Dal Blue Book emerge anche che negli ultimi anni si è assistito ad una crescita delle tariffe del servizio idrico di circa +5% annuo, anche se quelle italiane rimangono tra le più basse d’Europa. Il valore degli investimenti sostenuti dalla tariffa è aumentato fino a circa 4 miliardi l’anno. Il PNRR sta dando certamente un impulso significativo, grazie anche alle risorse aggiuntive derivanti dalla recente rimodulazione del Piano, che ha permesso di stanziare circa 1 miliardo di euro aggiuntivi, destinati alla riduzione delle perdite, oggi ancora elevate e mediamente pari a circa il 42% dell’acqua immessa in rete. Il fabbisogno di settore è stimato in almeno 6 miliardi l’anno: serviranno dunque risorse aggiuntive pari a circa 0,9 miliardi di euro l’anno fino al 2026, e pari ad almeno 2 miliardi di euro l’anno dopo la chiusura del PNRR, per innalzare l’indice di investimento annuo e raggiungere i 100 euro per abitante, avvicinandosi così alla media di altri Paesi europei di dimensione simile all'Italia.

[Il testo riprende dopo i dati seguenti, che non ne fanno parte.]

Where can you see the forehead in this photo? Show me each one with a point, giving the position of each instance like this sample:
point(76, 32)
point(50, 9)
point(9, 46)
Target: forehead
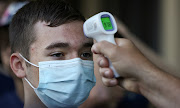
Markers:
point(71, 33)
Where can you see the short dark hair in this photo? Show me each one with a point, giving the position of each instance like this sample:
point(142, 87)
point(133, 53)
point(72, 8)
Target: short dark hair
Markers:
point(53, 12)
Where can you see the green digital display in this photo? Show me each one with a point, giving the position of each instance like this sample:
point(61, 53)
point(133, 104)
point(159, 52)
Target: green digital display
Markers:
point(106, 23)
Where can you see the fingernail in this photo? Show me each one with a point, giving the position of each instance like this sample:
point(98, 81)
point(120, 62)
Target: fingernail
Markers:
point(106, 73)
point(101, 62)
point(113, 82)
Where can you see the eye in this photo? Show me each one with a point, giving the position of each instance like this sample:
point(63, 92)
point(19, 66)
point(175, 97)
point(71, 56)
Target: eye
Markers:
point(57, 54)
point(86, 55)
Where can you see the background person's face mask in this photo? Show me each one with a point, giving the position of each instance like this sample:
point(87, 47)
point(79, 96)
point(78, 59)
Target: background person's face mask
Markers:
point(64, 83)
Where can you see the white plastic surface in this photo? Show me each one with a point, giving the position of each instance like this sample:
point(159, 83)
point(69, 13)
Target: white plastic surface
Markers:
point(93, 28)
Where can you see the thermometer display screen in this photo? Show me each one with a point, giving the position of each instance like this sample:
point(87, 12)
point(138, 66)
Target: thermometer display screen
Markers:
point(107, 23)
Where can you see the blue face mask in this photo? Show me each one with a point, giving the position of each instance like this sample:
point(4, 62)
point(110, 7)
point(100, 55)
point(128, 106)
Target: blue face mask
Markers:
point(64, 83)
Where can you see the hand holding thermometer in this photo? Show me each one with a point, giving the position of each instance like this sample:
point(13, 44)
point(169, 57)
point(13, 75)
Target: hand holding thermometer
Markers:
point(101, 27)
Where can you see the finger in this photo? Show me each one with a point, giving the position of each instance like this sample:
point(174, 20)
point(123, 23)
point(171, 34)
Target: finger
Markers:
point(103, 61)
point(109, 82)
point(103, 47)
point(106, 72)
point(128, 84)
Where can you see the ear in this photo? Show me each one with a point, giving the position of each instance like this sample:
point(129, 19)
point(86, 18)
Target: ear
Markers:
point(18, 65)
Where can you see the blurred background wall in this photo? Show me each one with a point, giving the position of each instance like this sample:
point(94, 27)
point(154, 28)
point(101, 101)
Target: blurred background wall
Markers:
point(155, 22)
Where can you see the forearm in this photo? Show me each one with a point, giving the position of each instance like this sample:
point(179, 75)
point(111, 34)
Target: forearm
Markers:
point(160, 88)
point(149, 53)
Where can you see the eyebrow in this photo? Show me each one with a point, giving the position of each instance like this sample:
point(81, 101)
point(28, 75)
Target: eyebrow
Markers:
point(66, 45)
point(88, 44)
point(57, 45)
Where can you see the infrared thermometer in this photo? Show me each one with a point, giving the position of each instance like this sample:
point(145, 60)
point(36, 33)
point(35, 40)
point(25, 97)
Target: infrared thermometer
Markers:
point(101, 27)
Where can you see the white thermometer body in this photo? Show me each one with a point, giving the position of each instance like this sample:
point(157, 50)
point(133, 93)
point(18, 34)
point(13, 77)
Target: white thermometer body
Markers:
point(101, 27)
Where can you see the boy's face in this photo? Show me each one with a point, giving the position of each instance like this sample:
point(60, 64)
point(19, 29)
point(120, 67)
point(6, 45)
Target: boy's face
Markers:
point(64, 42)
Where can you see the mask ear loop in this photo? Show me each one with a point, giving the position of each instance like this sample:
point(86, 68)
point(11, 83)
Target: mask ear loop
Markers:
point(31, 64)
point(28, 61)
point(29, 83)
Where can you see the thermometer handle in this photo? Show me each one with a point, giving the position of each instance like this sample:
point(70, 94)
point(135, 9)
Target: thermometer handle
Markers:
point(109, 38)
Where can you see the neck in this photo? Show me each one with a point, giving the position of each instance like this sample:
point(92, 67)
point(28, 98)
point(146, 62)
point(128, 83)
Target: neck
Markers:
point(19, 88)
point(31, 100)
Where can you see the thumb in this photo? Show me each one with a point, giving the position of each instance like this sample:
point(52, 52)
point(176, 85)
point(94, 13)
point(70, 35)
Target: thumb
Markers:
point(105, 48)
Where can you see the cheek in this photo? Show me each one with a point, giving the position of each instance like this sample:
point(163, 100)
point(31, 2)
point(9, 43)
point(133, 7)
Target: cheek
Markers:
point(33, 76)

Oltre alle risorse economiche è essenziale superare le residue criticità in tema di governance. Circa il 95% della popolazione nazionale risiede in bacini dove l’affidamento è avvenuto in maniera conforme alla normativa pro tempore vigente: permangono comunque delle situazioni di criticità in Campania e in Sicilia. In questo quadro, spiega il presidente di Utilitalia, Filippo Brandolini, “ci siamo fatti promotori di una proposta di riforma del settore in quattro punti tese alla riduzione della frammentazione, all’introduzione di parametri di verifica gestionale, al consolidamento industriale del settore e a un approccio integrato tra i diversi usi dell’acqua. Attraverso queste proposte contiamo di raggiungere l’obiettivo 100, arrivando a un centinaio di gestori industriali di media/grande dimensione e a un livello di investimenti di 100 euro per abitante all’anno”.

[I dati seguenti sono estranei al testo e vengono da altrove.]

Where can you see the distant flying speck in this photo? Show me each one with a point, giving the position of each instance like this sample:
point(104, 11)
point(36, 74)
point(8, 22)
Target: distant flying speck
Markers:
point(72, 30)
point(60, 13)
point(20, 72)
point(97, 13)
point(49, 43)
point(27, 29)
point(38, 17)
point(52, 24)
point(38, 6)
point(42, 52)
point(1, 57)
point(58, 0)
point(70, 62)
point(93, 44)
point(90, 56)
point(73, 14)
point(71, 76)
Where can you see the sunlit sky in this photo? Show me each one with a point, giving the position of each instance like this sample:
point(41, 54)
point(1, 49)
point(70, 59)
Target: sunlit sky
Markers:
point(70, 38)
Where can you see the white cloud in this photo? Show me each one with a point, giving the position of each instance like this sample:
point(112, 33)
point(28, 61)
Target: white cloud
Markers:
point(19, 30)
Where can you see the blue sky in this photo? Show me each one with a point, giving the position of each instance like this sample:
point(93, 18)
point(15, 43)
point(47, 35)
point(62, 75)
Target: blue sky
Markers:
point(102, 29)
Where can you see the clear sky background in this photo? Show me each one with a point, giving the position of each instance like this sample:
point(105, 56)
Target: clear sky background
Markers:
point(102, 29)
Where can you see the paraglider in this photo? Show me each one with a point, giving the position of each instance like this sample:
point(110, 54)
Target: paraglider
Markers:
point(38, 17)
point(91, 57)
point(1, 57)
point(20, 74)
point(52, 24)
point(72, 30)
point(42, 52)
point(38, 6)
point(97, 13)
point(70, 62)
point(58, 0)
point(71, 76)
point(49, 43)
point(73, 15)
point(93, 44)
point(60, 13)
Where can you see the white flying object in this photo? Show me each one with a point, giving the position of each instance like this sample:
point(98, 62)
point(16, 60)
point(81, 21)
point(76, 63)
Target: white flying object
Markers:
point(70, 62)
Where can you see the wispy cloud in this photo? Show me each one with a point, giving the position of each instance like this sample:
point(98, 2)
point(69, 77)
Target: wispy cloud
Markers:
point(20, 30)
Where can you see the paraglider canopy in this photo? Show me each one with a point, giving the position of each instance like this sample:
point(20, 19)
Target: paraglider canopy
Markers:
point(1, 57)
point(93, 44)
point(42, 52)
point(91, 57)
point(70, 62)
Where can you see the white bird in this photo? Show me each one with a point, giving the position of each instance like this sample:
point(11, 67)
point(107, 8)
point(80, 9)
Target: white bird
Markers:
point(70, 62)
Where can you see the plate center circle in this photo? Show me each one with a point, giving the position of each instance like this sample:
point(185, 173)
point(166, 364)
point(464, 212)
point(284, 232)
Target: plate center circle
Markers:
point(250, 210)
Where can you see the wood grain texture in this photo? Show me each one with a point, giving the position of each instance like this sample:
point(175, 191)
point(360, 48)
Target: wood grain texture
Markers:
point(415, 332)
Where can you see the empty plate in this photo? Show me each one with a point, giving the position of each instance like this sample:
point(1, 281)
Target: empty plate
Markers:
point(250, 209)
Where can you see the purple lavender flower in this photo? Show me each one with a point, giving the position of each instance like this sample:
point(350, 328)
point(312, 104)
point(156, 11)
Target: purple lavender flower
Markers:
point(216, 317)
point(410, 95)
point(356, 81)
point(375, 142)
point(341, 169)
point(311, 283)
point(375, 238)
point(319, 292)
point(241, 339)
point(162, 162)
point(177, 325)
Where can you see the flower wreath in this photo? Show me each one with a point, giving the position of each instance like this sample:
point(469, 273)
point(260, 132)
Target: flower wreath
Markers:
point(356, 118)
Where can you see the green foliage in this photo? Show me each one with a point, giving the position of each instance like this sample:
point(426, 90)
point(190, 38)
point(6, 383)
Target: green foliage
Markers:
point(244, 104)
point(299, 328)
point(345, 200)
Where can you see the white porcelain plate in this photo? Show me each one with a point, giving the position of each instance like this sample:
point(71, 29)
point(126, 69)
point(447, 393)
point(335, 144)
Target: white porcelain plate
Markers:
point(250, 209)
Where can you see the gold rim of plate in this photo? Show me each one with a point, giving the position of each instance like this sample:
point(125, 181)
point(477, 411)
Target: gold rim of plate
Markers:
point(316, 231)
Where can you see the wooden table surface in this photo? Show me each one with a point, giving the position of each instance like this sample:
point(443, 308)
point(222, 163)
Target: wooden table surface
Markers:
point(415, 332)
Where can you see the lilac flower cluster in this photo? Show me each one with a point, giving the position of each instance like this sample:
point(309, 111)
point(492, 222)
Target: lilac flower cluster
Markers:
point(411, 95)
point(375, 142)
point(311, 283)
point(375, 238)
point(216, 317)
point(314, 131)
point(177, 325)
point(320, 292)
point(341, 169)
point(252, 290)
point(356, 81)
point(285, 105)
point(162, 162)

"Quello del ciclo idrico esteso, che include le sette fasi del ciclo idrico integrato, la fornitura di software e tecnologia e le filiere di fornitura, si è dimostrato un settore resiliente e dalla grande capacità innovativa – afferma Valerio De MolliManaging Partner e CEO di The European House – Ambrosetti. “Ha generato nel 2022 un Valore Aggiunto di 9,3 miliardi di euro, con una crescita media annua del +3,8% nel periodo 2010-2022, superiore sia alla media del settore manifatturiero che a quella dell'intero PIL italiano”.  

Come emerge dai dati della Community Valore Acqua per l’Italia di TEHA che rappresenta 37 Partner tra le principali aziende e istituzioni protagoniste del comparto idrico, le aziende del ciclo idrico esteso contano oltre 92 mila lavoratori con un tasso di crescita dell'occupazione quattro volte superiore alla media nazionale (il settore energetico conta 81mila occupati).

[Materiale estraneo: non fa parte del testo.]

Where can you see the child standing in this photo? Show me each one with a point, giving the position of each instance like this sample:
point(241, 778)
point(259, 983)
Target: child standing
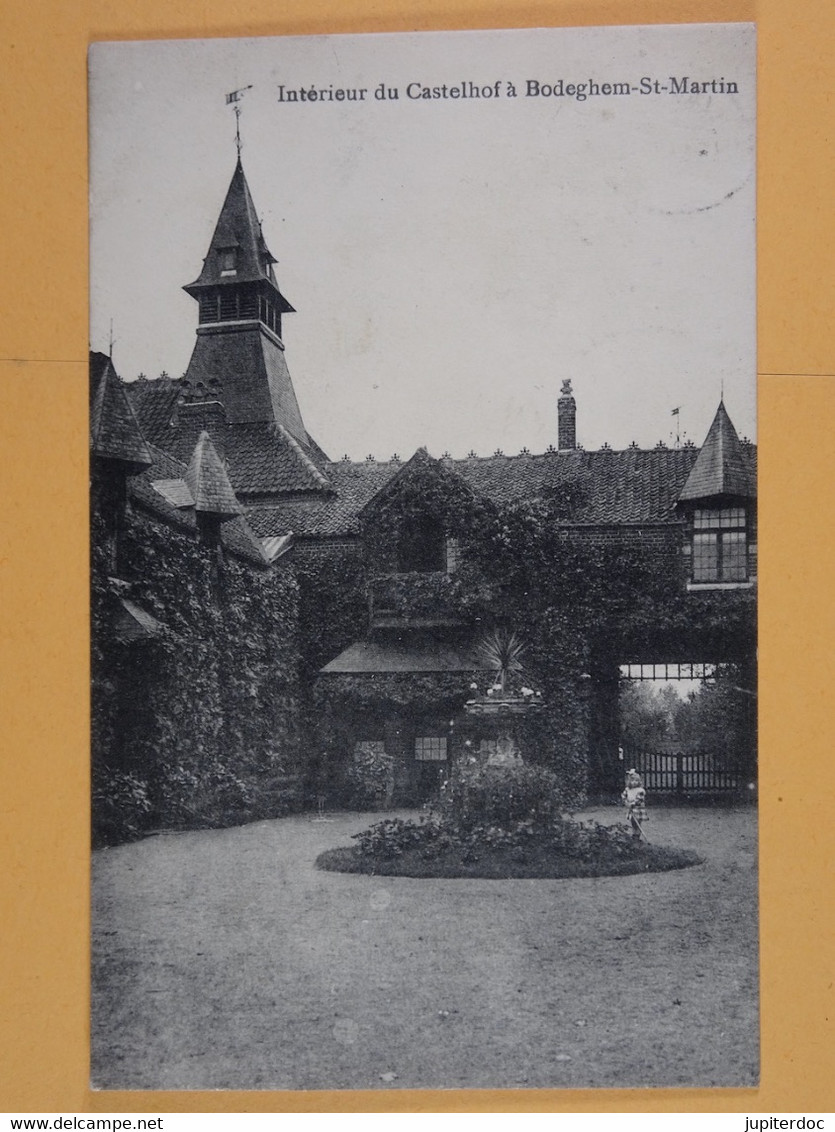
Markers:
point(635, 800)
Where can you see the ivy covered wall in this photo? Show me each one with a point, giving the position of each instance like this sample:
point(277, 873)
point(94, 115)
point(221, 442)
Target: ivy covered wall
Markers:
point(196, 722)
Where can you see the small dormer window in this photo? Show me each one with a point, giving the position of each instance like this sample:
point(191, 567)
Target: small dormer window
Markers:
point(720, 546)
point(422, 546)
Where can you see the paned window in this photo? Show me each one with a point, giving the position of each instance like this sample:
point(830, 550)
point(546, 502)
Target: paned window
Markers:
point(720, 545)
point(453, 556)
point(430, 748)
point(422, 546)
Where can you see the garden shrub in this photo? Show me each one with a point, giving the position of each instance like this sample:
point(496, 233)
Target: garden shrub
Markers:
point(478, 794)
point(369, 777)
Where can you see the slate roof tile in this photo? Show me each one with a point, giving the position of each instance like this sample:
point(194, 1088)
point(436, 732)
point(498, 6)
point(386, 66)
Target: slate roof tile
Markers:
point(114, 431)
point(261, 457)
point(235, 534)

Anche nel settore dei servizi idrici il Paese è spaccato in due: se al Nord si concentra il 74% dei lavoratori del ciclo idrico esteso e il 60% delle 3.500 imprese totali del settore, al Centro e Sud rimangono rispettivamente il 12,6% e 12,8% degli occupati e il 15,8% e 26,2% delle imprese. La gestione pubblica dell’acqua affidata ai singoli enti territoriali (gestione in economia) – che genera un valore complessivo di solamente 491 milioni di euro è una prerogativa del Sud Italia e delle Isole.